Our retail prices ranges from £160-£680. Currently we are stocked in two boutiques in London; Katie&Jo (New King’s Road) and Question Air (Wimbledon Village). We also sell privately through our showroom which is based in Fulham.
We mainly sell our ready-to-wear collection but we can make bespoke pieces too. These would however usually be based on one of the designs from our collection with a variation in colour or slight alterations.
Both Sarah Jessica Parker and Demi Moore have praised your collection. Who else could we expect to see in a Beulah original?
Sarah Jessica Parker saw our dresses at Paris Fashion Week and said she would love to support the brand and the cause. We have sent her a Beulah dress as she was particularly interested in one (Tigris dress - red dress with triangle cut out back).
We met Demi More at the United Nations event in Luxor where we were given a special commendation by the UN for our efforts, as a business, to combat human trafficking. She took our look book and said she’d love to support us. We have only just sent her a letter to get in touch again so fingers crossed she will be wearing a Beulah dress soon.
Cat Deeley and Princess Eugenie have worn a Beulah dress and Sienna Miller has requested for one.
Tell me more about your set-up in Kolkata.
We are working alongside a project called ‘Freeset’ (www.freesetglobal.com), which is based in Kolkata just outside the city’s biggest red light district, Sonagachi.

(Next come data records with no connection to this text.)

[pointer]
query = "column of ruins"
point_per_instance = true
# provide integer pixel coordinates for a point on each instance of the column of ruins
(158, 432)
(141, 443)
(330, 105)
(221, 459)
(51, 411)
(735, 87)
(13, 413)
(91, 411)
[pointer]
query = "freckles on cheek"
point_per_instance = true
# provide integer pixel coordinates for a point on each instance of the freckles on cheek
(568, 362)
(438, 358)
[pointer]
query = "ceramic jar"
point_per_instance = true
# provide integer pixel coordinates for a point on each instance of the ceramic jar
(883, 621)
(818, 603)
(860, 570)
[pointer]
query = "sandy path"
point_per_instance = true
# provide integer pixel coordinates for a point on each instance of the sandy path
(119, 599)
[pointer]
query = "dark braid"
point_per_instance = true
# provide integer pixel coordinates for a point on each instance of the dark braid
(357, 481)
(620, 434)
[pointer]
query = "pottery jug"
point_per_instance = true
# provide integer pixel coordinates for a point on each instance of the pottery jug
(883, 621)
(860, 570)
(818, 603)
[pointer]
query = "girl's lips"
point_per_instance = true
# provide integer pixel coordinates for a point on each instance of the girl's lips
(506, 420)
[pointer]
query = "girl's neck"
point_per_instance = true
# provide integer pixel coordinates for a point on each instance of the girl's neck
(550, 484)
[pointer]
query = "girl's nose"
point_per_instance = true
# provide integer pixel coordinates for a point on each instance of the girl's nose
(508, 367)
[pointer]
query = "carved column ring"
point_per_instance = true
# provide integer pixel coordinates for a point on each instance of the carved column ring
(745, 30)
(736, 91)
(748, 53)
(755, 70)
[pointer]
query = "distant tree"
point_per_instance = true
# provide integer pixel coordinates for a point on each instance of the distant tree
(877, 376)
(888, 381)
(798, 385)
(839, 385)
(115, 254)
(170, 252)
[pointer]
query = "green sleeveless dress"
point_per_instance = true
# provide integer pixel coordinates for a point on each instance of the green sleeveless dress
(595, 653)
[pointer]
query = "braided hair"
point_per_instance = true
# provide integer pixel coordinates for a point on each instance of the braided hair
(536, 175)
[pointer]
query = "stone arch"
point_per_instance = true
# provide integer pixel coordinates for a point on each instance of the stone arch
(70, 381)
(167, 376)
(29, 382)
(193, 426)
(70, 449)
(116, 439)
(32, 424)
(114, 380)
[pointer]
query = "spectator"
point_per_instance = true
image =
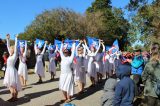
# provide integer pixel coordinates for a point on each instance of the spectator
(124, 92)
(5, 56)
(137, 68)
(46, 60)
(150, 76)
(109, 92)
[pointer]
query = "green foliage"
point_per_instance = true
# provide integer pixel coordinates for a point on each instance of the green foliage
(145, 25)
(101, 20)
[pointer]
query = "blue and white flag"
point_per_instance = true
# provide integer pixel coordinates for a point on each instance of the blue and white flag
(51, 47)
(114, 48)
(107, 48)
(58, 43)
(40, 43)
(115, 43)
(21, 43)
(69, 43)
(93, 42)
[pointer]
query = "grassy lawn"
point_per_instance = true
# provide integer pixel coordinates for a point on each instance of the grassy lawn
(1, 73)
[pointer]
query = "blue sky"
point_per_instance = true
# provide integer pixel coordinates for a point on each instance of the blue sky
(15, 15)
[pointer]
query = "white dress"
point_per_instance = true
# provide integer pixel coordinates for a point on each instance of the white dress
(52, 65)
(39, 68)
(91, 70)
(106, 63)
(11, 78)
(99, 63)
(111, 64)
(22, 69)
(66, 82)
(80, 73)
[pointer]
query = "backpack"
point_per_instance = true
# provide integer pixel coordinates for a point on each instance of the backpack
(157, 88)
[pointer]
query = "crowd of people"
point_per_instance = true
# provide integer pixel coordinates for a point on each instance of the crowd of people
(126, 73)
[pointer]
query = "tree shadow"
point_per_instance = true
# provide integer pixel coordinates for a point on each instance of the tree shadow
(138, 102)
(47, 81)
(3, 87)
(89, 91)
(6, 91)
(27, 98)
(56, 104)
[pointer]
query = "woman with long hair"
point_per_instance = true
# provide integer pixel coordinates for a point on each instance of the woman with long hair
(22, 70)
(151, 75)
(11, 79)
(39, 68)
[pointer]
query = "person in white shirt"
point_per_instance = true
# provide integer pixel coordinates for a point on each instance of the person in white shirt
(66, 81)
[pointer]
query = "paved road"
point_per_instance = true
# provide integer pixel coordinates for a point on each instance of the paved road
(48, 94)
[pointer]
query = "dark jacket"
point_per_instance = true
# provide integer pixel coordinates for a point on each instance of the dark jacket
(109, 92)
(150, 75)
(137, 65)
(124, 93)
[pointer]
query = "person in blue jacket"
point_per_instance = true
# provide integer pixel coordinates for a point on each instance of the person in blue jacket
(137, 65)
(124, 92)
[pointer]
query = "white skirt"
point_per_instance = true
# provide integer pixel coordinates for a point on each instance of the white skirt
(39, 69)
(66, 83)
(106, 67)
(22, 70)
(52, 67)
(92, 70)
(99, 67)
(11, 79)
(80, 75)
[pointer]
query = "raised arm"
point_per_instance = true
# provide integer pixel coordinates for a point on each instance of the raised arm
(25, 51)
(35, 48)
(87, 47)
(103, 47)
(84, 50)
(15, 46)
(44, 48)
(61, 51)
(56, 49)
(77, 48)
(8, 43)
(73, 49)
(98, 48)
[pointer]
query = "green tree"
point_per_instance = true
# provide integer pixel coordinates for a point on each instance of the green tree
(145, 25)
(108, 22)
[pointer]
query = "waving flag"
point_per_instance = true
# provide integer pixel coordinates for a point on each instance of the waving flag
(21, 43)
(114, 48)
(115, 43)
(69, 43)
(39, 43)
(51, 47)
(93, 42)
(107, 48)
(57, 42)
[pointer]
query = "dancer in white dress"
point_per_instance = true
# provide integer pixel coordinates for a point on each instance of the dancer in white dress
(99, 64)
(111, 65)
(91, 70)
(66, 82)
(22, 70)
(11, 79)
(80, 73)
(106, 64)
(39, 67)
(52, 65)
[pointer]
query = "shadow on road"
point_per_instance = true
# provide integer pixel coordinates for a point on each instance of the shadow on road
(27, 98)
(47, 81)
(89, 91)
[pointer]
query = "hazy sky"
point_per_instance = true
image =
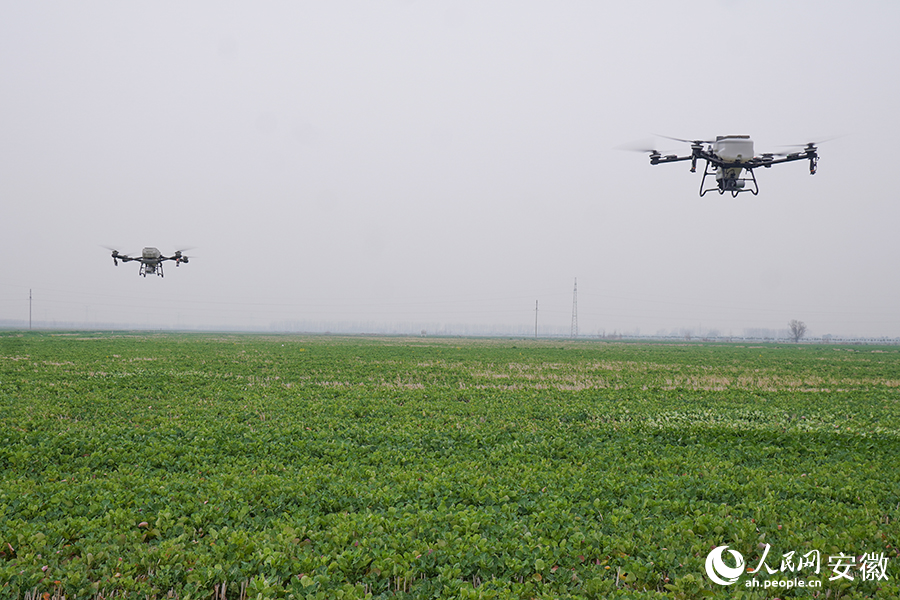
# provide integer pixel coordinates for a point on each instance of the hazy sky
(442, 164)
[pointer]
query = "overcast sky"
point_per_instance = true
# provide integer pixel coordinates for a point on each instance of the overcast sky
(445, 165)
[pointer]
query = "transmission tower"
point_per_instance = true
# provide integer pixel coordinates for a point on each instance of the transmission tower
(575, 310)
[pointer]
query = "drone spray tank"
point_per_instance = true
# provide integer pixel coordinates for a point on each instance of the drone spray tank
(732, 149)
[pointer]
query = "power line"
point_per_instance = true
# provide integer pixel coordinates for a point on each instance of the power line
(575, 310)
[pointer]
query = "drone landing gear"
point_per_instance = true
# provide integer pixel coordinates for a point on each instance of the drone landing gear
(734, 184)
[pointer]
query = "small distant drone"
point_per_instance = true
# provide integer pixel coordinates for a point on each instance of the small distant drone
(151, 260)
(728, 157)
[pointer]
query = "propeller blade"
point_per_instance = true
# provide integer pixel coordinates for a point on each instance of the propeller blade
(692, 142)
(642, 146)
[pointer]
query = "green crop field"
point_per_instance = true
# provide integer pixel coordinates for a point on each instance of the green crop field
(155, 466)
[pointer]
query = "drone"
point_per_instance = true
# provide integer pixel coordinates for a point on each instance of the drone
(731, 160)
(151, 260)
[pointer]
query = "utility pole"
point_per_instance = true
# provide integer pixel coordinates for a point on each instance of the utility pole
(575, 311)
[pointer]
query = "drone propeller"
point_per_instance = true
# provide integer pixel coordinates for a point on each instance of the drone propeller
(117, 255)
(691, 142)
(809, 146)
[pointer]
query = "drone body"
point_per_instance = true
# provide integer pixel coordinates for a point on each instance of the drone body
(151, 260)
(731, 160)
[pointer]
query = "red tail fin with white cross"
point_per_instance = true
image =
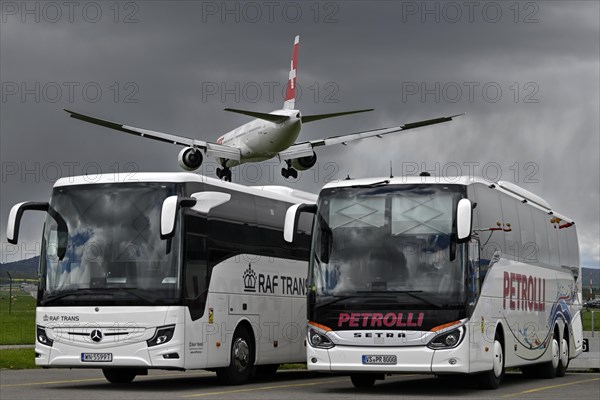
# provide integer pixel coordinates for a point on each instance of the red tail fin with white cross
(290, 90)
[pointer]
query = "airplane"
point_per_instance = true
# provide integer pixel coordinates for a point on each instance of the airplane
(269, 135)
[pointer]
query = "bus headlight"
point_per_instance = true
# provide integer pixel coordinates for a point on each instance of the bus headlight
(319, 340)
(162, 335)
(448, 340)
(42, 337)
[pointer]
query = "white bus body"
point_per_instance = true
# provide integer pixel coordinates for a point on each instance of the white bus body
(440, 276)
(168, 271)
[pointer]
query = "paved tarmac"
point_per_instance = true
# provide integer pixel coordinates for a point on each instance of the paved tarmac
(90, 384)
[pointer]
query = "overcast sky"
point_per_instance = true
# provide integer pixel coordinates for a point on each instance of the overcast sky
(526, 74)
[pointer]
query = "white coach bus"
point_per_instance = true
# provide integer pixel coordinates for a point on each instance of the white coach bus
(440, 276)
(168, 271)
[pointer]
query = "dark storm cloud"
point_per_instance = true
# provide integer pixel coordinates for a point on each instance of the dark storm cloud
(527, 78)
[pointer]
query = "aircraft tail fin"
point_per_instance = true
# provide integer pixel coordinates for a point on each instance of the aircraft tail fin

They employ 170 sex workers and it is here that they can start new lives, regain dignity in their communities and begin a journey towards healing and wholeness.
All profits from Freeset benefit the women (salary, health insurance and retirement plan) and are used to grow the business. This means that more women can be employed and experience freedom.
So far we have ordered around 600 bags from Freeset, based on a prototype of our sample. We sell these bags at £10 with £1 per sale going to a UK charity called Stop the Traffik (www.stopthetraffik.org).
The bags have been very popular. We would love to branch out into other accessories such as T-shirts to involve the girls more. The vision is to one day have the girls involved in the entire range of production. Once we start generating profits we want to put some of this back into training schemes for the girls.
Any Indian designers you have heard of and like? Who are your favorite designers in general and which are your most recommended stores to visit in London?
We have seen some pieces by Manish Arora; his vibrant hues and prints are fantastic.
We both love Chloe with her simple yet stunning silhouettes.
Diane Von Furstenberg is fun with her colourful prints. Ozzie Clark is an all time love of ours. We adore the billowing sleeves and flattering cuts. Halston is another brand that we love – their pieces are so easy to wear and look so elegant. Our most recommended stores would be Liberty, Harvey Nichols, Fenwicks and Katie&Jo.
Do you see this kind of ‘ethical fashion’ movement growing more popular in today’s times because of an evolved sense of conscience and more awareness? What’s your message to young, budding Indian designers.
There is definitely a movement growing in today’s times however I think currently it is more toward environmental concern rather than humanitarian, although it is definitely starting to become a topic of debate.
Our message to any young Indian designer is to encourage them to take a similar step as ours. It is so important to be the change and to make a difference in the world. If more designers started to take note of how their garments were being produced and by whom, it would be the start of a new wave of ethical fashion. We believe it is so important to work together in this and to support one another - it is a difficult process and we can only get there one step at a time but we need to make that first commitment and say yes to ‘fashion with a conscience’.